Complicated Passwords Make You Less Safe, Experts Now Say

https://www.forbes.com/sites/larsdaniel/2024/10/02/government-experts-say-complicated-passwords-are-making-you-less-safe/

25 Comments

  1. >For years, conventional wisdom advocated for passwords that were highly complex, combining upper and lower case letters, numbers and symbols. This complexity was thought to make passwords harder to guess or crack through brute force attacks.
    >
    >However, these complex requirements often led to users adopting poor habits, such as reusing passwords or choosing overly simple ones that barely met the criteria, like “P*ssw0rd123.’
    >
    >Over time, NIST found that this focus on complexity was counterproductive and actually weakened security in practice.

    Anecdotally, this tracks. Plenty of my colleagues and family members do stuff like this.

    For me, this isn’t a problem since I use a local password manager, but it’s uncertain how much of the general public does so as well. It’ll be interesting to see if there’s more normalization of password managers now that it’s being built into iOS.

  2. I like when companies let you use long phrase with no special characters. Like somewhereovertherainbow those companies get me, and they also get my business.

  3. Password reuse is more problematic than password complexity. 

    Even if you’re using the xkcd method, you can only remember so many gibberish strings, especially for login systems that aren’t compatible with a password manager.

    And once you start reusing them, if one place gets compromised, you’re suddenly vulnerable everywhere. 

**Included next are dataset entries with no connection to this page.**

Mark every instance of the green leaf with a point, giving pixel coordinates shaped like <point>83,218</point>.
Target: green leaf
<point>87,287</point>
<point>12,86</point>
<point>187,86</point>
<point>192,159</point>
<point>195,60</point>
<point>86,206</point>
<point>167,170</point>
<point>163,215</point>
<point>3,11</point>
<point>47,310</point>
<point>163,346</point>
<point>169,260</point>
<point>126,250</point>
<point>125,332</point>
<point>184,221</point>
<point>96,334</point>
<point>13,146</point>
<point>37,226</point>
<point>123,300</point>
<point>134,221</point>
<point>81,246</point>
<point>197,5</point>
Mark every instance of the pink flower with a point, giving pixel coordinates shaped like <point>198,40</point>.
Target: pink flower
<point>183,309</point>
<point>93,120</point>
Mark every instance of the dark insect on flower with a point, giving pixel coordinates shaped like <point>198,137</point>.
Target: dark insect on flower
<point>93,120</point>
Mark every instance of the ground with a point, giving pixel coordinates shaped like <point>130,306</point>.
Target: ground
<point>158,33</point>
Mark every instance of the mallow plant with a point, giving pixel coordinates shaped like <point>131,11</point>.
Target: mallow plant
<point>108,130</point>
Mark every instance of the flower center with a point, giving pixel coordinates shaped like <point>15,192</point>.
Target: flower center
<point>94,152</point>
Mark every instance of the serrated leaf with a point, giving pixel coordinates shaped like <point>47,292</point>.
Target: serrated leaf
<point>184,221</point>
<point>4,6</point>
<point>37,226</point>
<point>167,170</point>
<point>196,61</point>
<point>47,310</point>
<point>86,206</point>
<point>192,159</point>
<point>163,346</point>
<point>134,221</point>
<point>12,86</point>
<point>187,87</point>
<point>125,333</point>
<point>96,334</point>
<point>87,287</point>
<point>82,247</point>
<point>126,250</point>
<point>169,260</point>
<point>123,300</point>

  4. Password managers for the win! “But what about when password managers get hacked?” You’re right! Just use the same password everywhere. That way when dildolubewarehouse.com inevitably gets hacked and your omnipresent password is on the dark web, you’ll lose access to everything and won’t have to worry about *any* passwords anymore. Brilliant!

  5. PastLettuce8943 on

    One thing I learned from my high school teacher. Think of a song and select 1 line. Take the first letter of each word in that line and that’s your password. Impossible to guess or brute force.

    But then you can’t do that for 50 websites.

    So I just use BitWarden now.

  6. My company requires long passwords that change every couple of months on about 5 different computer systems and not allowed to reuse similar passwords. They also don’t allow password manager. So I just have sticky notes pasted to my computer monitor.

  7. ibelieveindogs on

    Isn’t already known that the biggest security risk isn’t hacked passwords but social engineering of malware in bogus emails? I know at my last job, every time there was a breach it was because someone clicked what they shouldn’t. 

  8. People who have to change passwords or make them complicated all the time tend to write them down and put them on stick by notes on monitors

  9. Constantly forcing users to change passwords also causes bad habits. Eventually people can’t remember them and are forced to write them down.

  10. Two issues right now, the forcing of so many upper case, lower case, number, symbol while at the same time restricting length to something like 16 characters.

    Let me use “It was the beast of times, it was the wurst of times”

  11. ManyNefariousness237 on

    Honestly, at the rate of frequency websites and companies are being hacked, what’s even the point?

  12. Use a pass-phrase. Easier to remember and much longer than a normal password. More characters makes it safer not what the characters are.

  13. I use entire sentences with number in them and punctuation.. fake example: “Tonight were gonna party like its 1999!”

    Super easy to remember and long as fuck.

  14. sorospaidmetosaythis on

    I can remember long (20-character), nonsensical passwords in mixed case plus numbers and symbols. My memory is not great, but for random shit it is solid. It takes me a few weeks to learn them, but they stick forever. I don’t need to write them down, and I can hold about 5 of them in my head.

    But, then, the IT policy wherever I work requires password changes every 45-75 days, so why even try?